Oui absolument, il met en danger son propre quinquennat. J’adresse d’ailleurs un conseil amical à mes collègues, du gouvernement et particulièrement à mes amis d’Ennahdha, c’est que lorsqu’on pense aux élections, il faut penser à ce qui va suivre par la suite. C’est-à-dire dans quelle société on va gouverner. Il ne suffit pas de remporter l’échéance électorale, il faut trouver ensuite une société gérable.
Un gouvernement est là pour gouverner et non pour répondre aux échos de la rue. Il doit concilier sans créer de dysfonctionnement.

Comment évaluez-vous nos lendemains ?

Nous allons affronter la pire crise depuis l’indépendance. Nous avons eu deux graves crises déjà, une à la fin des années 60 avec l’expérience des coopératives et une au milieu des années 80, après 1986. Et voilà la troisième maintenant qui risque d’être pire que les précédentes.
Lors des deux premières crises, la conjoncture internationale était bonne et nous avons pu nous en sortir puisque ces crises ont été amorties.
Or là, il y a une conjonction entre la conjoncture nationale et celle internationale.

Concrètement, que peut faire l’opposition pour sauver ce qu’il y a à sauver ?

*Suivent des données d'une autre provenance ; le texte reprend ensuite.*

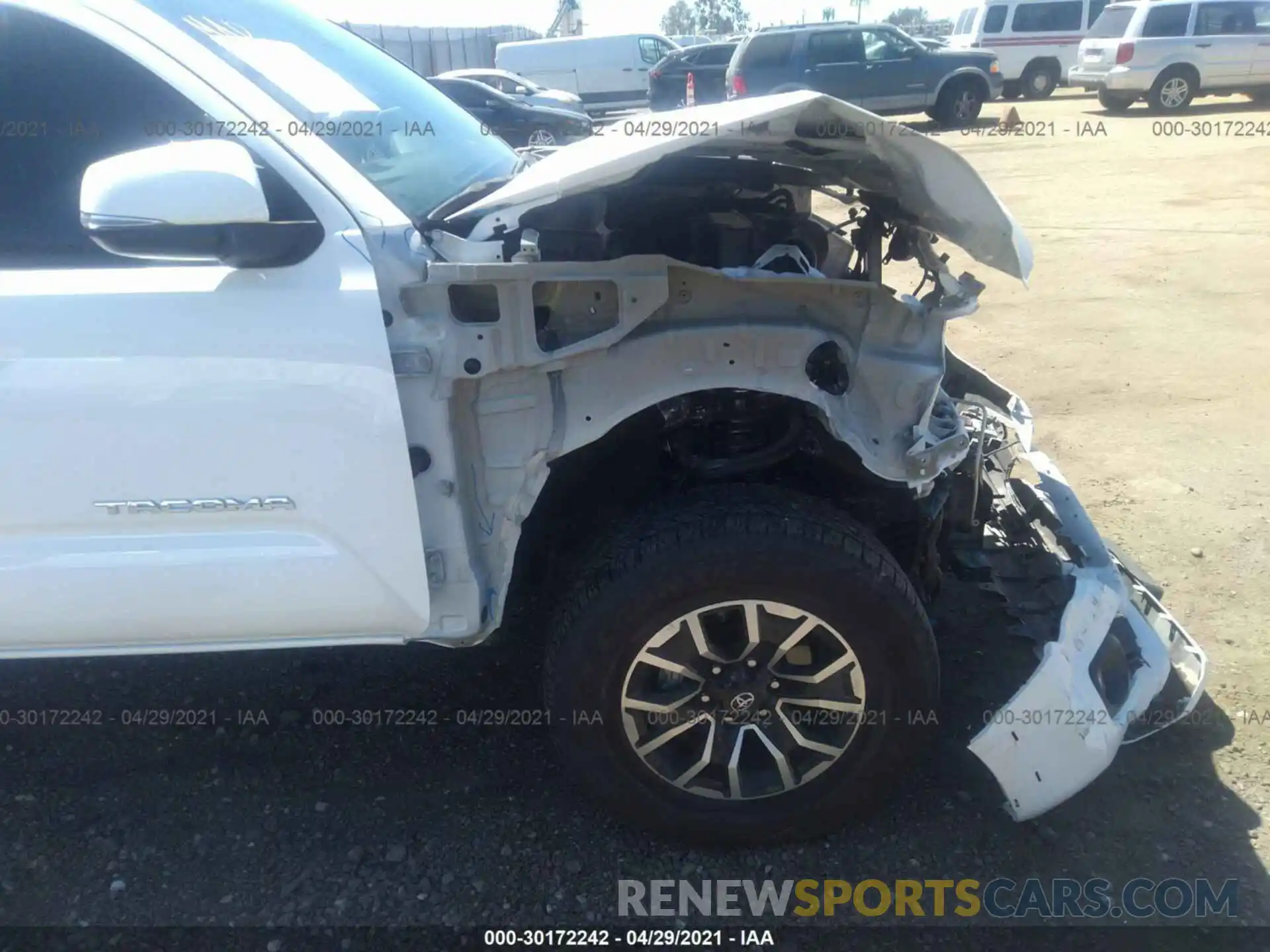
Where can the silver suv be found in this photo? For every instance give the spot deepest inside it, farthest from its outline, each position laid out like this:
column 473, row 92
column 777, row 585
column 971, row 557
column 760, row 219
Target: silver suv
column 1169, row 54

Il faut qu’elle s’unisse et forme un front. Elle doit prendre des positions claires sur ces questions importantes, car l’opposition peut également jouer le même jeu électoral et faire les mêmes déviations que le gouvernement actuel.

Et vous ?

Je compte rester indépendant et servir mon pays à ma manière à travers un travail de recherche, de sensibilisation et de prise de conscience des véritables problèmes et défis qui se posent à notre pays tels qu’ils sont. J’ai l’expérience sur ces sujets, avant d’être ministre et je peux faire un travail qui s’apparente à l’information et la communication ou un travail de consulting avec les organisations qui comptent, notamment l’UGTT. Mais en tant que consultant, pas en tant qu’actif. Et pas nécessairement consultant avec l’opposition, je peux faire ce travail, même avec ce gouvernement s’il se fie à moi. Le souci demeure l’intérêt du pays et de la nation.